Official figures released on Tuesday showed that the private sector consumed Rs291 billion between July and June 23, 2007. The slow credit growth indicates slow activity in the private sector. The credit flow to the private sector was 17 per cent less than the previous year.
Bankers said the main borrower, textile sector, limited its requirement which is partially reflected from the slow export growth of the biggest manufacturing sector of the country.
Bankers said textile sector borrowings for 2006-07 remained 20 per cent less than the previous year while banks were eager to increase loaning to corporate sector.
The textile sector has been asking for more incentives to improve its performance. The textile sector wants cheaper money to bring down cost of production which may help the sector to increase exports in the year 2007-08.
However, the textile industry has been the biggest beneficiary of subsidised loans from banks and a record Rs360 billion were provided under the export finance scheme during 2006-07.
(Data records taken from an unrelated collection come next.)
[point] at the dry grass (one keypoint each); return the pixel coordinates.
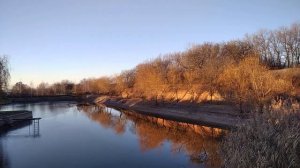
(267, 140)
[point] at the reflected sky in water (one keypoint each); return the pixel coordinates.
(71, 136)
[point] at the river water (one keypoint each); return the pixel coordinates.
(68, 136)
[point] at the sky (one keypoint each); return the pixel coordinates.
(53, 40)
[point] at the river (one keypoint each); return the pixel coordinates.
(68, 136)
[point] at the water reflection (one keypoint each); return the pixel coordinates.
(195, 141)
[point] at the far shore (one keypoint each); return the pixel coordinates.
(216, 115)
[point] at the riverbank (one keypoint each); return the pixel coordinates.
(216, 115)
The excess liquidity floating in the banking system mainly because of huge inflow of foreign exchange and record remittances made it difficult for the banks to use them at best returns.
“Banks will invest more on risk-free treasury bills during the year while personal loans and consumer loans will get more shares during the current fiscal,” said Noman Ahmed, a local banker.
He said that the State Bank has already started floating huge amount of treasury bills and more are expected to come which would help both banks and the money market to remain stable.
“There is a little hope that the textile sector will increase their consumption this year as the sector is trying to get maximum benefit from the subsidised loans under the refinance scheme,” said another banker.
He said the economic growth during 2006-07 was the real reflection of growth in agriculture sector, banking and communications during the previous fiscal while the manufacturing sector did not show strength which was a reason of low credit flows towards the private sector.
Bankers said the credit target for the year 2007-08 would be less than the current year or would be equal to it as the demand for credit was not very high.
They said the new fiscal may see some growth but it would not cross the target of Rs390 billion.
The monetary policy, which is expected at the end of this month, would reveal the monetary situation and that would set the new target for current fiscal for private sector.
The State Bank has already said that it would follow the tight monetary policy for another six months from July to December 2007.
In the presence of huge liquidity and a direct outcome of record foreign inflows, banks are expecting no change in the monetary policy.